I used to think Newton’s method was a bit old-school. Turns out I was the one playing catch-up. This is about Newton’s method and a clever way to make it work for constrained optimization.
Consider optimizing an unconstrained function $f(\cdot)$ whose Hessian exists. Newton’s method works around its gradient function, finding a point $x^\star$ such that $\nabla f(x^\star) = 0$. In an iterative way, at each point $x^k$, it approximates the gradient function $\nabla f(\cdot)$ around $x^k$ using its second-order derivative information $$ \nabla {\tilde f}(x^{k + 1}) \approx \nabla f(x^k) + \nabla^2 f(x^k)(x^{k + 1} - x^k), $$ and solve for $x^{k + 1}$ such that this approximation equals zero—which gives us the classic update: $$ x^{k + 1} = x^k - (\nabla^2 f(x^k))^{-1}\nabla f(x^k). $$ Btw: Newton’s method converges rapidly—quadratically, even—if the starting point $x^0$ is close enough to the solution.

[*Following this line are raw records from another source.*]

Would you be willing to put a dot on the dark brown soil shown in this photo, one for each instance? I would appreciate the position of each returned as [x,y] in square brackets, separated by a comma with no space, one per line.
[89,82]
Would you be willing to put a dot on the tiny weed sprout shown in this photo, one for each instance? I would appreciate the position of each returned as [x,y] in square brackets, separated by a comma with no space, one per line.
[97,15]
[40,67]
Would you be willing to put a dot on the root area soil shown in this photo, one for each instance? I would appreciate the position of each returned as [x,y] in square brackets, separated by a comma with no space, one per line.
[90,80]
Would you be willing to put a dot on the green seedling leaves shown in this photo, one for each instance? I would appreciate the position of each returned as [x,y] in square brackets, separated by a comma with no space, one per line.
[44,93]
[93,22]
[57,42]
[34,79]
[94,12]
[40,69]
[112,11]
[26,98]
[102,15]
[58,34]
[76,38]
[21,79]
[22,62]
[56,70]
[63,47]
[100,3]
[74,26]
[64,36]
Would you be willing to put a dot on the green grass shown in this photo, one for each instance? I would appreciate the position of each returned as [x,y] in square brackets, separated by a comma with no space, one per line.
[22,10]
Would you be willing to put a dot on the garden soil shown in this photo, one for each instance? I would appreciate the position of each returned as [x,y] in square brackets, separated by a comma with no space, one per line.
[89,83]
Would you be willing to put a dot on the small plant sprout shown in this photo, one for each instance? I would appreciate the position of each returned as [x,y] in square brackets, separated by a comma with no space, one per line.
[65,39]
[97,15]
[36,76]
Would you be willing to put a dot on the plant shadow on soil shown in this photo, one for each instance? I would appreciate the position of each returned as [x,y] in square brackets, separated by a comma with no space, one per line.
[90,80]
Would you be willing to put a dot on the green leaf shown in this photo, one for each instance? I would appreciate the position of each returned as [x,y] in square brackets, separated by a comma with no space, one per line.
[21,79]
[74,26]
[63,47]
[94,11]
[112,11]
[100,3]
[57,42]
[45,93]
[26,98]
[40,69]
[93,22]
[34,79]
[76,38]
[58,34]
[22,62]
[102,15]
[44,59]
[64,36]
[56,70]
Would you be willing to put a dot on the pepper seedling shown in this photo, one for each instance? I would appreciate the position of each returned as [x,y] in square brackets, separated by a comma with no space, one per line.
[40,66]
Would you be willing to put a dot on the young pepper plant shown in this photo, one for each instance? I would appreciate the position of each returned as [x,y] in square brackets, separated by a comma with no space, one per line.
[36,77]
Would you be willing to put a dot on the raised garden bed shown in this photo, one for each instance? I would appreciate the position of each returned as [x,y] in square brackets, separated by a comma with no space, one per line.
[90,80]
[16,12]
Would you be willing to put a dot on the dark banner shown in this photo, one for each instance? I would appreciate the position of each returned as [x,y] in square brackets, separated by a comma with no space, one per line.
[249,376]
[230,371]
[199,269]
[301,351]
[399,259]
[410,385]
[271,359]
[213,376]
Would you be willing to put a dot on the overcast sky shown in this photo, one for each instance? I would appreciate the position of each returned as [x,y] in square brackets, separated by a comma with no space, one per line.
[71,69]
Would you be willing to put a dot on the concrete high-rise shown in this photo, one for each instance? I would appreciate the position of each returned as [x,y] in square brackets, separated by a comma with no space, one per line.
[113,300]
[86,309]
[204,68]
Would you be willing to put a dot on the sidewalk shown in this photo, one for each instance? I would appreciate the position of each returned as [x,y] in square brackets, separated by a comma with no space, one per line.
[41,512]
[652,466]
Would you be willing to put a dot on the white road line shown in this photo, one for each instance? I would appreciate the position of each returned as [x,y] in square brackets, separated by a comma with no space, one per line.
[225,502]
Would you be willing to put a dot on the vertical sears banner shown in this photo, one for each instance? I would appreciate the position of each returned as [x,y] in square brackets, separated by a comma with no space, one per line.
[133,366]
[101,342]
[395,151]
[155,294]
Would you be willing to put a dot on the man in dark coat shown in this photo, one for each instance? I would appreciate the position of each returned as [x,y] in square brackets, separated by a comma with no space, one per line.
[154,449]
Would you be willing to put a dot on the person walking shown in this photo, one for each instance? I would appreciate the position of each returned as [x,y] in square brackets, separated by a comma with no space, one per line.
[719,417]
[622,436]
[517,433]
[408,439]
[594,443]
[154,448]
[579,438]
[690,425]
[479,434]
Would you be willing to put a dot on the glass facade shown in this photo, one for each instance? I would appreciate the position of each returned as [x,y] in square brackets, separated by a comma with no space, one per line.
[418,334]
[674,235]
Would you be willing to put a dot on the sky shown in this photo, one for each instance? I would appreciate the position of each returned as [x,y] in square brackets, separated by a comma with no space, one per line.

Now here’s the cool part. Newton’s method also works for constrained problems. Say we want to minimize $f(x)$ subject to a linear constraint: $$ \min f(x), \quad \text{s.t.} \quad Ax = b. $$ The first-order optimality conditions evolve naturally into the KKT conditions, with primal-dual variables $(x, y)$: $$ \begin{aligned} & \nabla f(x) - A^\top y = 0, \ & Ax = b. \end{aligned} $$ Let $\Delta x = x^{k+1} - x^k$, $\Delta y = y^{k+1} - y^k$. Expanding the KKT system around $(x^k, y^k)$:
Stationarity (linearized): $$ \nabla f(x^k) + \nabla^2 f(x^k) \Delta x + A^\top \Delta y = 0 $$ Feasibility (linearized): $$ A(x^k + \Delta x) = b \Rightarrow A \Delta x = b - Ax^k $$
We can now solve the Newton step from this linear system: $$ \begin{bmatrix} \nabla^2 f(x^k) & A^\top \cr A & 0 \end{bmatrix} \begin{bmatrix} \Delta x\cr \Delta y \end{bmatrix} = \begin{bmatrix} -\nabla f(x^k)\cr b - Ax^k \end{bmatrix} $$ And that’s it—Newton’s method, upgraded for equality constraints. Still sharp and fast, just wearing a dual variable now.